One time my boyfriend suddenly said to me “let’s get married”. We snuck out of town on his motorcycle in the middle of January and got married at the court house. Then we rented a motel room at Willy’s motor lodge off of a state highway because we were so fucking cold. Things heated up real fast inside the room when I came out of the bathroom wearing a mauve peignoir. He goes “you sure look classy”. Oh wait. Maybe he said “you sure look trashy”. Anyway the marriage was doomed from the start since we're gay and the marriage wasn't even legal despite the courthouse appearance. He went off to the Navy after that and died of some disease he caught in Mexico. Hee her.
My quickie marriage
by Anonymous | reply 27 | December 3, 2023 2:36 PM |
Thoughts and Prayers
by Anonymous | reply 1 | December 2, 2023 8:09 PM |
Creative writing certainly isn't your thing, OP. Try a different hobby, and try it elsewhere.
by Anonymous | reply 2 | December 2, 2023 8:10 PM |
Lol r2 Merry Christmas bitch ass
by Anonymous | reply 3 | December 2, 2023 8:12 PM |
I forgot to mention my friends came knocking on our room door trying to persuade us to get the thing annulled.
by Anonymous | reply 4 | December 2, 2023 8:18 PM |
r4 I think they were saying 'analed' but you misunderstood
by Anonymous | reply 5 | December 2, 2023 8:23 PM |
Why mauve?
by Anonymous | reply 6 | December 2, 2023 8:24 PM |
It’s only gay when you both have dicks, OP.

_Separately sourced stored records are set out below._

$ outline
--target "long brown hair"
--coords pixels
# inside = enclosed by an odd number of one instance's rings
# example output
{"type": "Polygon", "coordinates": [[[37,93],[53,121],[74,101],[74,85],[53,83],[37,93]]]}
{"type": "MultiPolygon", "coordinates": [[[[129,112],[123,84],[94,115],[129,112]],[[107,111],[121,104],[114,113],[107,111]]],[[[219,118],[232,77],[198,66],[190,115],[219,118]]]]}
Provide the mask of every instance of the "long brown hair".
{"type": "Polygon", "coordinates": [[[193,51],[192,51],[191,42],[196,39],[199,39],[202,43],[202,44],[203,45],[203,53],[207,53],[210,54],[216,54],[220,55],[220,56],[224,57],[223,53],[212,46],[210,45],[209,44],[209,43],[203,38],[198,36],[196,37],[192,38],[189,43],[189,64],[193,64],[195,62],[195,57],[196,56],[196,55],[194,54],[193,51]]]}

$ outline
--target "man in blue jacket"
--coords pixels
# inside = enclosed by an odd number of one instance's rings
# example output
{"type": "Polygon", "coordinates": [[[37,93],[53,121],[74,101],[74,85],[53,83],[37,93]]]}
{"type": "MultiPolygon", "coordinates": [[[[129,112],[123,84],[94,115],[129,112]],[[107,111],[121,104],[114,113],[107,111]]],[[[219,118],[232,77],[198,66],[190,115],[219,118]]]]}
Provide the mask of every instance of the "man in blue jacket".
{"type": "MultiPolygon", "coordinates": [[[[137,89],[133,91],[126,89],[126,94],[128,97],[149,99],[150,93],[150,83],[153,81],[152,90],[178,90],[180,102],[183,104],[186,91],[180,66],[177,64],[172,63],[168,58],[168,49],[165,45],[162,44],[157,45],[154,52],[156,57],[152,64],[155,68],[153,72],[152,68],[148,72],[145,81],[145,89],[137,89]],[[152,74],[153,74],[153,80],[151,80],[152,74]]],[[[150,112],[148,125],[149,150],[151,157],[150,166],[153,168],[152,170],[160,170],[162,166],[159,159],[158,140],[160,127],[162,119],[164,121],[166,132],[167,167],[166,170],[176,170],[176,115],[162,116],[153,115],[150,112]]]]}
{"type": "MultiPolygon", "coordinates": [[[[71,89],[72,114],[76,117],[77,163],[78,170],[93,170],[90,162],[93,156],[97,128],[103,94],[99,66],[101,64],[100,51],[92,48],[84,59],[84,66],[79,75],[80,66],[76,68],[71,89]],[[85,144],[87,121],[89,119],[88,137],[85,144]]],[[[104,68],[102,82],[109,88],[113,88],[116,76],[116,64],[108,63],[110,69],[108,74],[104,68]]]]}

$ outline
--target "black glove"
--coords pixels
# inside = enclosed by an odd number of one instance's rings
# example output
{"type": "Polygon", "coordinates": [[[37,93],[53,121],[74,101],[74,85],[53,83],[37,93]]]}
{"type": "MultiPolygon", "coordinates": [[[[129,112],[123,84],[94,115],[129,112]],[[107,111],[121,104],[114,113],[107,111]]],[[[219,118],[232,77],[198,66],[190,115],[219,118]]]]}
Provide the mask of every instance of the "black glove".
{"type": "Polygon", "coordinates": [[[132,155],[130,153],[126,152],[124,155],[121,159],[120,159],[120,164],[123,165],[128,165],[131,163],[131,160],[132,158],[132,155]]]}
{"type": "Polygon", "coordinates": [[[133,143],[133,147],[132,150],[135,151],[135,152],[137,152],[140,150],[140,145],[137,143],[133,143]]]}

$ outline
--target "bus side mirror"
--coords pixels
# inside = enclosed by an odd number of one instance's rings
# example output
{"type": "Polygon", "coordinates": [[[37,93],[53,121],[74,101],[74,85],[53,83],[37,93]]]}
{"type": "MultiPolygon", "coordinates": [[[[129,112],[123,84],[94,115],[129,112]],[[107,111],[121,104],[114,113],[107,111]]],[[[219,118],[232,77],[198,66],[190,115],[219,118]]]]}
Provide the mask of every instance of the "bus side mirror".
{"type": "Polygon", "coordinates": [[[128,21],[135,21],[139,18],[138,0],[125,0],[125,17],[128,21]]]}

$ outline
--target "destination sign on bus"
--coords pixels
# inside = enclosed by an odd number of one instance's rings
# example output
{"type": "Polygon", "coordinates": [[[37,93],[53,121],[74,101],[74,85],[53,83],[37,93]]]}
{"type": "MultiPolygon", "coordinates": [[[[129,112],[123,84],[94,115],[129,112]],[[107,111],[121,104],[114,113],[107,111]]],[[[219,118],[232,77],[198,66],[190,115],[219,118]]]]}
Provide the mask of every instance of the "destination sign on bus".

by Anonymous | reply 7 | December 2, 2023 8:32 PM |
Were you with child, dear?
by Anonymous | reply 8 | December 2, 2023 8:40 PM |
R8 lmao. Oh god no. We're men. Lol
by Anonymous | reply 9 | December 2, 2023 8:44 PM |
You have to have a penis to be a man, OP.
by Anonymous | reply 10 | December 2, 2023 8:53 PM |
Love doesn't mean a thing cause we were so young!
by Anonymous | reply 11 | December 2, 2023 9:11 PM |
How awful for you, dear.
Did you wear the peignoir to the memorial service?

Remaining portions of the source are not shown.